In vitro evaluation of antiviral activity of single and combined repurposable drugs against SARS-CoV-2.

In response to the current pandemic caused by the novel SARS-CoV-2, identifying and validating effective therapeutic strategies is more than ever necessary. We evaluated the in vitro antiviral activities of a shortlist of compounds, known for their cellular broad-spectrum activities, together with drugs that are currently under evaluation in clinical trials for COVID-19 patients. We report the antiviral effect of remdesivir, lopinavir, chloroquine, umifenovir, berberine and cyclosporine A in Vero E6 cells model of SARS-CoV-2 infection, with estimated 50% inhibitory concentrations of 0.99, 5.2, 1.38, 3.5, 10.6 and 3 µM, respectively. Virus-directed plus host-directed drug combinations were also investigated. We report a strong antagonism between remdesivir and berberine, in contrast with remdesivir/diltiazem, for which we describe high levels of synergy, with mean Loewe synergy scores of 12 and peak values above 50. Combination of host-directed drugs with direct acting antivirals underscore further validation in more physiological models, yet they open up interesting avenues for the treatment of COVID-19.

Timing of Antiviral Treatment Initiation is Critical to Reduce SARS-CoV-2 Viral Load.

We modeled the viral dynamics of 13 untreated patients infected with severe acute respiratory syndrome-coronavirus 2 to infer viral growth parameters and predict the effects of antiviral treatments.

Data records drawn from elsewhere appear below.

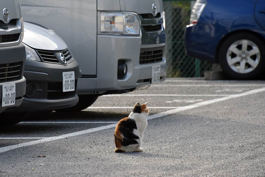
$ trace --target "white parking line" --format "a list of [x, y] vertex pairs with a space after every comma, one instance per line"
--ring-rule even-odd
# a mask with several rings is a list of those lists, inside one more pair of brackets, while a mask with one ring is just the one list
[[[166, 115], [175, 114], [180, 111], [188, 110], [194, 108], [197, 108], [215, 103], [217, 103], [220, 101], [228, 100], [231, 99], [235, 99], [242, 96], [257, 94], [264, 91], [265, 91], [265, 87], [263, 87], [260, 88], [252, 90], [240, 94], [232, 95], [227, 96], [225, 96], [210, 100], [202, 101], [186, 106], [179, 107], [176, 109], [165, 111], [159, 114], [153, 114], [149, 116], [148, 117], [148, 119], [150, 120], [156, 118], [158, 118]], [[97, 132], [110, 128], [114, 128], [116, 126], [116, 123], [112, 124], [102, 126], [96, 128], [91, 128], [86, 130], [74, 132], [73, 133], [62, 135], [57, 136], [47, 137], [43, 139], [21, 143], [14, 145], [2, 147], [1, 148], [0, 148], [0, 153], [6, 152], [12, 149], [15, 149], [19, 148], [22, 148], [25, 146], [39, 144], [43, 142], [49, 142], [52, 141], [54, 141], [54, 140], [65, 138], [69, 138], [76, 136], [86, 134], [94, 132]]]
[[113, 94], [105, 95], [100, 97], [112, 96], [227, 96], [230, 95], [180, 95], [178, 94]]
[[19, 124], [112, 124], [117, 122], [22, 122]]
[[1, 137], [0, 139], [3, 140], [12, 140], [15, 139], [44, 139], [47, 137]]
[[[243, 82], [244, 81], [243, 81]], [[265, 82], [261, 81], [246, 81], [246, 82], [249, 83], [250, 82], [264, 83]], [[185, 80], [185, 79], [166, 79], [166, 80], [164, 81], [165, 82], [201, 82], [201, 83], [223, 83], [225, 82], [234, 83], [240, 82], [242, 82], [242, 81], [238, 80], [222, 80], [218, 81], [207, 81], [206, 80]]]
[[[149, 109], [174, 109], [178, 107], [149, 107]], [[86, 109], [132, 109], [133, 107], [89, 107]]]
[[265, 84], [156, 84], [151, 85], [150, 87], [264, 87]]

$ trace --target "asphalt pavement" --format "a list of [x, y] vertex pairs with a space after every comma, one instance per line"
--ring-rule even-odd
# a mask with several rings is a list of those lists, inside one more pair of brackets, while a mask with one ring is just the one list
[[[168, 79], [77, 112], [0, 127], [0, 176], [265, 176], [265, 81]], [[143, 152], [115, 153], [117, 122], [148, 101]]]

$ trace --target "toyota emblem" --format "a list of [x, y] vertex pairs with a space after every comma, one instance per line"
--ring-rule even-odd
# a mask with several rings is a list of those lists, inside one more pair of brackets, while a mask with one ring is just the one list
[[5, 8], [3, 10], [3, 17], [6, 21], [7, 21], [9, 19], [9, 12]]

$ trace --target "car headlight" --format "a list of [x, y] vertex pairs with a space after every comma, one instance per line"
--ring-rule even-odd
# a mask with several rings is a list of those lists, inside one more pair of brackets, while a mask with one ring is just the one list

In order to reduce peak viral load by more than two logs, drug efficacy needs to be > 90% if treatment is administered after symptom onset; an efficacy of 60% could be sufficient if treatment is initiated before symptom onset. Given their pharmacokinetic/pharmacodynamic properties, current investigated drugs may be in a range of 6-87% efficacy. They may help control virus if administered very early, but may not have a major effect in severely ill patients.